Pro-inflammatory cytokines activate the hypothalamic pituitary adrenal (HPA) axis but chronic inflammatory diseases such as Rheumatoid Arthritis (RA) do not. The axis is subtly subnormal despite nocturnal cytokine peaks. This poses the question Why does the endocrine dog not bark in the cytokine night?. Is this chronic stress adaptation similar to that seen with restraint when the normotypic stressor is reduced with decreased parvocellular CRH mRNA, a compensatory increase in AVP and enhanced response to a heterotypic stress. However this latter response does not occur in chronic inflammatory stress such as adjuvant arthritis. Chronic inflammation is associated with increased conversion of inactive cortisone to cortisol by 11β-Hydroxysteroid dehydrogenase type 1 (11β-HSD1) which is markedly increased by pro-inflammatory cytokines such as TNF. This is an important autocrine mechanism at the inflammatory site. However the systemic effects may amplify inflammation by altering the cortisol circadian rhythm (lower nadir, delayed morning rise, impaired stress response), decreasing cortisol production rate and producing relative adrenal atrophy. If this hypothesis is correct then there is a nocturnal window of glucocorticoid insufficiency.

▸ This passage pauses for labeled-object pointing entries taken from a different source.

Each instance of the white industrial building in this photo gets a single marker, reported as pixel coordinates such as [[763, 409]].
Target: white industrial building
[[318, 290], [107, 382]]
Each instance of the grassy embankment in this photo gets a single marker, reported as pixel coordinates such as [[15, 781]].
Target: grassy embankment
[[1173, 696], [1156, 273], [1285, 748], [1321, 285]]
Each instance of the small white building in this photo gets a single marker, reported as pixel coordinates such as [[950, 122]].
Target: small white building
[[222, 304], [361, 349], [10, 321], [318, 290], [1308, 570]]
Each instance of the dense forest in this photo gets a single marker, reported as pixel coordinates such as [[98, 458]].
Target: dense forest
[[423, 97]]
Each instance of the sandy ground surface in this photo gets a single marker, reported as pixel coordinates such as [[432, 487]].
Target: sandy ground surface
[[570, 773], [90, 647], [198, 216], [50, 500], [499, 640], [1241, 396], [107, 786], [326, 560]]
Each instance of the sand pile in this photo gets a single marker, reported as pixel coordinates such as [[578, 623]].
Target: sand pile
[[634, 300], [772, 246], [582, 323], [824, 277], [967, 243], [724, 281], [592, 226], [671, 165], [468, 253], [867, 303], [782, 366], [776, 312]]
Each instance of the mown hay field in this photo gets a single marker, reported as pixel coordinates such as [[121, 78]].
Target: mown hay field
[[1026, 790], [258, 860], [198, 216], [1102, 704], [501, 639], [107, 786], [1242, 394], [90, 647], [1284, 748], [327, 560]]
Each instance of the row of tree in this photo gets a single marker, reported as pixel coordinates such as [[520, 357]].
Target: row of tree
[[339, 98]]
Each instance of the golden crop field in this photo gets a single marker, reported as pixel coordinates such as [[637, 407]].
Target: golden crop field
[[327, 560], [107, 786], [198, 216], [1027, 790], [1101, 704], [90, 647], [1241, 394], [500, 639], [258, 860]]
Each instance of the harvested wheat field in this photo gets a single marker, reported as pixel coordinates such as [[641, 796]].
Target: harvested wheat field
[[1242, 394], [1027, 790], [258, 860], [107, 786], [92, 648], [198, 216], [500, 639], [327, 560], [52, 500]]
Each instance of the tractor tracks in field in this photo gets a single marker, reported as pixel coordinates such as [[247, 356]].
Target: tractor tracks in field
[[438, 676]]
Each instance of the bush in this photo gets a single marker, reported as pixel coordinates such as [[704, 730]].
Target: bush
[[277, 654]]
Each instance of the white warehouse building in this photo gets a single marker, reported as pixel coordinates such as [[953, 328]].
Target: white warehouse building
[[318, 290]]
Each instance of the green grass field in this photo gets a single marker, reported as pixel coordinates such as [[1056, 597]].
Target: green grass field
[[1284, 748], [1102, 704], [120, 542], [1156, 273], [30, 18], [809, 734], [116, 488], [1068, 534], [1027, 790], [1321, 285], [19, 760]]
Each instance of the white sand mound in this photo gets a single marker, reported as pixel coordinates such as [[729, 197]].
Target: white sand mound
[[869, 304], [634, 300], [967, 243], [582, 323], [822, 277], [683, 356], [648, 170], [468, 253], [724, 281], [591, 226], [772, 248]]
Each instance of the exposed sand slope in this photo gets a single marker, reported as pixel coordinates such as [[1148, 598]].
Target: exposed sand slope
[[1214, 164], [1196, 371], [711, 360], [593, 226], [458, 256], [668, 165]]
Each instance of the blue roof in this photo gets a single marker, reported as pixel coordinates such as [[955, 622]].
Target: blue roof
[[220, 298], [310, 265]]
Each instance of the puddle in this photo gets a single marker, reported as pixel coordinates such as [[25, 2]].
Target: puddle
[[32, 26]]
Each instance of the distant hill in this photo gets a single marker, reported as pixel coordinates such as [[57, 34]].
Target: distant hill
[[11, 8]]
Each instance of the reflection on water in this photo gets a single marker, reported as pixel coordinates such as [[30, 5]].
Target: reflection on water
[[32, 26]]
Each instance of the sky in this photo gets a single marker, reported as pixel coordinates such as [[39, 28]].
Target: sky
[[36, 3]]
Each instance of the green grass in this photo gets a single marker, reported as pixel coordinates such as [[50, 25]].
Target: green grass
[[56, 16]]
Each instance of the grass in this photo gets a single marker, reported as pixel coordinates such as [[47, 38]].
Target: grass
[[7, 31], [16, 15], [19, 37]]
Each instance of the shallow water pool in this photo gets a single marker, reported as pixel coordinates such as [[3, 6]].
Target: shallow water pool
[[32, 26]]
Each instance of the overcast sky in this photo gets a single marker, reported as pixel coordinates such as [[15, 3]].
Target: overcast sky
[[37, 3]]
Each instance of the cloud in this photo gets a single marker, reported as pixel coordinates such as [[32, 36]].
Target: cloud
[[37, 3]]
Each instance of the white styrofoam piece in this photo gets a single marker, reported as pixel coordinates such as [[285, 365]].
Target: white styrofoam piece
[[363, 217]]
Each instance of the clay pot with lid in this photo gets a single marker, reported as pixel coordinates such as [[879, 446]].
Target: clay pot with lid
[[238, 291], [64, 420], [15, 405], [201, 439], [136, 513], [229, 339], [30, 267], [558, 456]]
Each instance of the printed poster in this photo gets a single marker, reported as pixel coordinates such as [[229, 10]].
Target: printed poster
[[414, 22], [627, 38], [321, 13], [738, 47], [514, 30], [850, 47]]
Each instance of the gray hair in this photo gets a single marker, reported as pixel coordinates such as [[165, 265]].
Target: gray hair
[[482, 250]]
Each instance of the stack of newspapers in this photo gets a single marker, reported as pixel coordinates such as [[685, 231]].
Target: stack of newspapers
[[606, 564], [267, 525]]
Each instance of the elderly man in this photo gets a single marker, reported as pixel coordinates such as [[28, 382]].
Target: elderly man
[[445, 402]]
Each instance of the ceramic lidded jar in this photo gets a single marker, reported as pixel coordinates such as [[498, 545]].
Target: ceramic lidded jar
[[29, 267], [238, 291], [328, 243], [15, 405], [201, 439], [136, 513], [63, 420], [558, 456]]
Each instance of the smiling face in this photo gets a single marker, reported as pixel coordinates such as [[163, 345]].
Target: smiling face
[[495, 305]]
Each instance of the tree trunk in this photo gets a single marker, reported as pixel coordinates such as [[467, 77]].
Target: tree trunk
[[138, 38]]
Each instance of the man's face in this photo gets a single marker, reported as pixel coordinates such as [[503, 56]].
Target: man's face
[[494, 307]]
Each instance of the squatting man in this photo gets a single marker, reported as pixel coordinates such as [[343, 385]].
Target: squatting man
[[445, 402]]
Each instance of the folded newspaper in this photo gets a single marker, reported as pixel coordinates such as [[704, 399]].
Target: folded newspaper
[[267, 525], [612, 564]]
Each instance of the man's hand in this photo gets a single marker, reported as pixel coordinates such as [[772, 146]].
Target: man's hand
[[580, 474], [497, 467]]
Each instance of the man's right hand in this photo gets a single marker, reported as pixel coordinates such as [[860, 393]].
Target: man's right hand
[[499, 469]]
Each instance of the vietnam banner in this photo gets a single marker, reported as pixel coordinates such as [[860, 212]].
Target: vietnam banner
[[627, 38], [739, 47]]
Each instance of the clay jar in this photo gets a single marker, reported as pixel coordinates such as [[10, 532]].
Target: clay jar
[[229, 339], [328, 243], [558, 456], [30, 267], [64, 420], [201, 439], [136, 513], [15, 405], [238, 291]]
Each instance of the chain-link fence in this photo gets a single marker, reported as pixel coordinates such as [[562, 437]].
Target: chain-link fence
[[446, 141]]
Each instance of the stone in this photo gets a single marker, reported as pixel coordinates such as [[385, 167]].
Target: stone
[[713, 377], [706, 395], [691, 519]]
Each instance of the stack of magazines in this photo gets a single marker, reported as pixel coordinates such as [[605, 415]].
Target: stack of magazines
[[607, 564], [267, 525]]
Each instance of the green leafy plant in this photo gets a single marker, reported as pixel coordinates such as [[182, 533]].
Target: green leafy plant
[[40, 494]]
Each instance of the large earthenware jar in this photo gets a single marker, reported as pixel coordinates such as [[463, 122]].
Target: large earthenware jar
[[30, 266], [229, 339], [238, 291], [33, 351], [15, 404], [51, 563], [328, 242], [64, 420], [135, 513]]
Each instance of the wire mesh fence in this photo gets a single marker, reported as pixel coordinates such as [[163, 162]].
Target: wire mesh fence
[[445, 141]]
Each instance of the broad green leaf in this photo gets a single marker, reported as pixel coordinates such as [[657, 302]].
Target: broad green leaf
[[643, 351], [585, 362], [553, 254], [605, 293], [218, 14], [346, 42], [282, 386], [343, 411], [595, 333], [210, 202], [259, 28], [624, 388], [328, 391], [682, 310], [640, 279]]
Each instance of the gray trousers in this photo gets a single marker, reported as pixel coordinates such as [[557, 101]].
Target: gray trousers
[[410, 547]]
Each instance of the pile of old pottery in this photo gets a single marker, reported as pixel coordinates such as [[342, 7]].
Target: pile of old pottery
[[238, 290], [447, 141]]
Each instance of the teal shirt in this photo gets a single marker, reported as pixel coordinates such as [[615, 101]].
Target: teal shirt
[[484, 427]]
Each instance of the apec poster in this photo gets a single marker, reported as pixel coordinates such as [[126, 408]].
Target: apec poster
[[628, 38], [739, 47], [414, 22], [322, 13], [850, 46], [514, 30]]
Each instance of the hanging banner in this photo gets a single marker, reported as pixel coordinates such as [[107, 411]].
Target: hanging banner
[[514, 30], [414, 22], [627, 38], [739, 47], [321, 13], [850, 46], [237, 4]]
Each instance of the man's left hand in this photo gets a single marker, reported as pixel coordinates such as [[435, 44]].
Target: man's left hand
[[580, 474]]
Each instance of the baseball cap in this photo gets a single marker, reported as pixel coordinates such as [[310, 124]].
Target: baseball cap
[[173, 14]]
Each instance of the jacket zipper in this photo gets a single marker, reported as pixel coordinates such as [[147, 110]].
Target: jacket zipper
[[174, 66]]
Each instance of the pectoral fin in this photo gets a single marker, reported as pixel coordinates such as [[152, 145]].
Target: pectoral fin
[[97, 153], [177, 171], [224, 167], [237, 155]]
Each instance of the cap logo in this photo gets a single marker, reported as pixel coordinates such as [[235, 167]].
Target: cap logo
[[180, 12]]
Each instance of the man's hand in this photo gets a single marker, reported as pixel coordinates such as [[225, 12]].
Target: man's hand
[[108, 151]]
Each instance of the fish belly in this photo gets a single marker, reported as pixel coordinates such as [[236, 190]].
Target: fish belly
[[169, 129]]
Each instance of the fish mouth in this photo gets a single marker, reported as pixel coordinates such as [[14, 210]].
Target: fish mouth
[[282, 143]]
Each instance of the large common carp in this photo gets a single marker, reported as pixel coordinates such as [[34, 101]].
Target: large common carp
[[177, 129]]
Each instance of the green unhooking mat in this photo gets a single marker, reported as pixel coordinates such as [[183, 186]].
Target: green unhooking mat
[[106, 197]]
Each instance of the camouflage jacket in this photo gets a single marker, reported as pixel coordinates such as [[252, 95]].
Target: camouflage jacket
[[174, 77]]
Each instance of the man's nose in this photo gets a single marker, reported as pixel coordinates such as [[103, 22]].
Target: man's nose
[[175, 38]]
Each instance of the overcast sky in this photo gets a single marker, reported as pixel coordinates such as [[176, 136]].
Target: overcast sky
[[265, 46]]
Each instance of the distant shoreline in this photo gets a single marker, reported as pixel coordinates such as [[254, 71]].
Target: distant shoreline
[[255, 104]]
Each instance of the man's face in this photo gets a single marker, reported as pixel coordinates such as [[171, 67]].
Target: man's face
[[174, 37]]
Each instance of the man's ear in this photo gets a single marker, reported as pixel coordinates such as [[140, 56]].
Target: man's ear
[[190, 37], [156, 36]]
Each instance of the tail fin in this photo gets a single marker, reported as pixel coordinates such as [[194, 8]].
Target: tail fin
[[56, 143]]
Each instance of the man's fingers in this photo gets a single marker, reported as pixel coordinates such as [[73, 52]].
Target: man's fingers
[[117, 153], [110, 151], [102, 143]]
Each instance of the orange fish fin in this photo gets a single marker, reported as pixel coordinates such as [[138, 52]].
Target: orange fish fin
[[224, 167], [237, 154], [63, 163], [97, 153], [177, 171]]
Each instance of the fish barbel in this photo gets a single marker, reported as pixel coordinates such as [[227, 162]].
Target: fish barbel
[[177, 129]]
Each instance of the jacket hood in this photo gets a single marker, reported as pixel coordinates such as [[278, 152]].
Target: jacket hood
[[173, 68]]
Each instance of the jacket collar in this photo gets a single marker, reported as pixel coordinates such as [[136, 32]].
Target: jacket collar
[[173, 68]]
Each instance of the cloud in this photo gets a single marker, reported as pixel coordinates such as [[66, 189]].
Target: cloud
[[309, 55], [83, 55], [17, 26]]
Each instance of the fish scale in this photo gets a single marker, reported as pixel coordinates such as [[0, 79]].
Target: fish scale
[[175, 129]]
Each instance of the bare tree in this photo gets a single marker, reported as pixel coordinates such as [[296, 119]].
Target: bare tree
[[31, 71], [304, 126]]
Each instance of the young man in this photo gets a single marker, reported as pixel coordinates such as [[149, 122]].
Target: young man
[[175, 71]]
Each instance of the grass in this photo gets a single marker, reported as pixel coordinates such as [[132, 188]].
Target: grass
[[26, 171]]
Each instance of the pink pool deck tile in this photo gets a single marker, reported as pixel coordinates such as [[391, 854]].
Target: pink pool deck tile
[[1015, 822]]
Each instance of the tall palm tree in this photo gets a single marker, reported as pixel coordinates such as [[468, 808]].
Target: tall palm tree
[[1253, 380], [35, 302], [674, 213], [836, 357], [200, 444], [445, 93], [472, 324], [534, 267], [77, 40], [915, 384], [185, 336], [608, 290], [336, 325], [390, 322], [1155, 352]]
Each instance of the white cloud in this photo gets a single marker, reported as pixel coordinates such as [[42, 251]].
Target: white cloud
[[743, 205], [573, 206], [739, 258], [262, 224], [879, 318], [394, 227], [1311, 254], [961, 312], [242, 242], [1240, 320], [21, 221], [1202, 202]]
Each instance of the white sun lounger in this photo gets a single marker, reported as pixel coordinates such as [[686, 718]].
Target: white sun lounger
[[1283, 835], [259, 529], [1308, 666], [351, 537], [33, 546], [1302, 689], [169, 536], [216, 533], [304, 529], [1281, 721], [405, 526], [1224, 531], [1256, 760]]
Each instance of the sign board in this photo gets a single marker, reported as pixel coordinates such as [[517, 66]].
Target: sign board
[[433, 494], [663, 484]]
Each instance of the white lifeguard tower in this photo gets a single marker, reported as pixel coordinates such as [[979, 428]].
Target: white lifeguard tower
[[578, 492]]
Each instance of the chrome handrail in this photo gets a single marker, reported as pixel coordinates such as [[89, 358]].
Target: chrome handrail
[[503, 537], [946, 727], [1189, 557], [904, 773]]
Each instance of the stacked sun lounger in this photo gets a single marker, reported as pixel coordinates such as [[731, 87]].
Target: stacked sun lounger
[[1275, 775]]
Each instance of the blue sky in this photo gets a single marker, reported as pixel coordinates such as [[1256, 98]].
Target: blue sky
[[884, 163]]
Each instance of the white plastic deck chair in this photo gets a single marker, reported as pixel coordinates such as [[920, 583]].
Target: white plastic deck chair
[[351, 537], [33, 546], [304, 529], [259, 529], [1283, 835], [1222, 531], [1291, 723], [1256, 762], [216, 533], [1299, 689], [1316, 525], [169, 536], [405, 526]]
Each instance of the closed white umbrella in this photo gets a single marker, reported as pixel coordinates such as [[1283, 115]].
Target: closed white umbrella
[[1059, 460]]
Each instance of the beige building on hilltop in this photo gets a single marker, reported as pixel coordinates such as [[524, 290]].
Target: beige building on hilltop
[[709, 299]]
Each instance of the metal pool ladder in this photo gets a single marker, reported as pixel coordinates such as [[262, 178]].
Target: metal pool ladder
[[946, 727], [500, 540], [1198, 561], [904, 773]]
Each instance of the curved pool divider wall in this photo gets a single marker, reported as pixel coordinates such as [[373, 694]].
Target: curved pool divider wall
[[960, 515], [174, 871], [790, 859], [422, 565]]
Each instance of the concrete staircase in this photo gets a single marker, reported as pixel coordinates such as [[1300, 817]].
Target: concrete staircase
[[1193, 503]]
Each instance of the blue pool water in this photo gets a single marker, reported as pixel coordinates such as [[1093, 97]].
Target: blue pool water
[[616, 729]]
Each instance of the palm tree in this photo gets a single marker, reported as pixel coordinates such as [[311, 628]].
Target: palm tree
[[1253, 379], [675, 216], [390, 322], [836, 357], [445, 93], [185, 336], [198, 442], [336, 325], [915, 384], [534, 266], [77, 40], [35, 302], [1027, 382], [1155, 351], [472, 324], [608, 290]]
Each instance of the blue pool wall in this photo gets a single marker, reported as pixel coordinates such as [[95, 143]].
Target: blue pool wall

This could explain: 1) Why low dose prednisolone given to RA patients at 0200 h is so much more effective than at 0730 h. 2) Why chronic inflammatory diseases are associated with low adrenal androgens. 3) Why anti-TNF therapy activates the HPA axis and increases adrenal androgens. 4) Why the beneficial effects of anti-TNF can be predicted on pre-treatment basal cortisol and its subsequent rise. 5) Why 11β-HSD inhibitors prevent adjuvant arthritis in animal models and are effective in its treatment. 6) Why anti-TNF reactivates TB. Animal models of TB indicate major evolutionary advantages for the endocrine dog not barking in the cytokine night. Modern man with non-infectious chronic inflammatory disease is less fortunate.
Declaration of interest: There is no conflict of interest that could be perceived as prejudicing the impartiality of the research reported.
Funding: No specific grant from any funding agency in the public, commercial or not-for-profit sector.